I didn’t know they had Facebook in jail, she said. 

Answering machine torn from the wall, she wondered how things could be so good for so long and stop. 

It was like working your whole life as a doctor, she said, and then getting hit by an ambulance.

Didn’t make sense. 

She didn’t always talk like that, and had picked up the tendency to make comparisons from him- her friends were aware, sure, but thought it might crumble the progress they’d made in rebuilding her happiness, afraid the reminder might erase the fact that she’d been able to repaint the windows: That, after a support night of drinks, she’d torn out black dahlias. 

Erasing people wasn’t new- she’d done it before. 

The guy she slept with in first year, a rebound while she was moping around, depressed about the end of a high school relationship; the friend who she caught stealing from her dresser; the uncle who she loved to debate with over wine until that dinner when he said No, Claire, movies with those characters aren’t automatically bad, I mean I’m sorry to say but women who are happy or sad based on their relation to the main character who just happens to be a man isn’t ‘sexist’: It’s realistic. 

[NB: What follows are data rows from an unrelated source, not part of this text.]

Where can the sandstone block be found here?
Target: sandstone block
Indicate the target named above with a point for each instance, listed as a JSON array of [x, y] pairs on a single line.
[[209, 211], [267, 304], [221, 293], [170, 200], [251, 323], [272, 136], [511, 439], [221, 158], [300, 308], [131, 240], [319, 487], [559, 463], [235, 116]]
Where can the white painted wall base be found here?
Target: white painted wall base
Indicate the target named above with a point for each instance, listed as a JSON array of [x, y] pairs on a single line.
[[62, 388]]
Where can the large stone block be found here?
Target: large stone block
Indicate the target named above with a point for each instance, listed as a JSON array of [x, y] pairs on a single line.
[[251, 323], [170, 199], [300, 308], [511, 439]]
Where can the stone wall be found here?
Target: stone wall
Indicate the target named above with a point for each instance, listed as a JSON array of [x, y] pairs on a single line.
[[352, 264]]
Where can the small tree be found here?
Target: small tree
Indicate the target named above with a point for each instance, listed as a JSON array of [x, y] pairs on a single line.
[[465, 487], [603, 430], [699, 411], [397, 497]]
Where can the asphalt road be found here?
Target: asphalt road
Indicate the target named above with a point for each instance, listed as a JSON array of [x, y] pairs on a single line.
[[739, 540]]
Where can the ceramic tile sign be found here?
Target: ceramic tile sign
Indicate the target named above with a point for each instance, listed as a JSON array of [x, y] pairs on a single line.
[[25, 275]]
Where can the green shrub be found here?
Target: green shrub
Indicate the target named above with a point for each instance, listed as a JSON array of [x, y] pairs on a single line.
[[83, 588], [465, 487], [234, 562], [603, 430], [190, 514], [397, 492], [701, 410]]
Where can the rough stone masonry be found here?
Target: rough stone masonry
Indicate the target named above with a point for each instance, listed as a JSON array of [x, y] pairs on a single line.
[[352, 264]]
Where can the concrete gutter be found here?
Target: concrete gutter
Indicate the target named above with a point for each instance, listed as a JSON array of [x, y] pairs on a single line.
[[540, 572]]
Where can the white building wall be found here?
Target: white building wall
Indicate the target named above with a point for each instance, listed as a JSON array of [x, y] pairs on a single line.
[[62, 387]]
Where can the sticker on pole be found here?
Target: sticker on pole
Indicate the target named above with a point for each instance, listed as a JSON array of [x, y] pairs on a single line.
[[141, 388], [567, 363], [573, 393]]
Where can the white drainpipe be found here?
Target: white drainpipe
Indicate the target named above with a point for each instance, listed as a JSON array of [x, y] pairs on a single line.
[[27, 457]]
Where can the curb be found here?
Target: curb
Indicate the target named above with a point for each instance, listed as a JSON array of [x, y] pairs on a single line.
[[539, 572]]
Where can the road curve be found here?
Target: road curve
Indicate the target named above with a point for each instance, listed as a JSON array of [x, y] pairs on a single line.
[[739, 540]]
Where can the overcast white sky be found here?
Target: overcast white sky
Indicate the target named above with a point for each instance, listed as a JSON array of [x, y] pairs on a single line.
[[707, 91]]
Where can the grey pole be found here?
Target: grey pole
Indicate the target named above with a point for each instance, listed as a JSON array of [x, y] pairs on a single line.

How were you expected to move on if the moments that got you to here, to the now, couldn’t be organized to make sense?

Things needed to make sense in order to classify the world, and understand everything about everything.

Her sister.

Although she wasn’t convicted. 

Still, she knew he couldn’t have conjured it up himself- didn’t know enough about shoes.

You thought he might have told her before conspiring something so serious, and something so serious with her sister.

You thought you knew someone.

But life didn’t always make sense, and once she’d texted him sober before trying to delete the thing. 

Luckily, it had bounced back- his phone out of service.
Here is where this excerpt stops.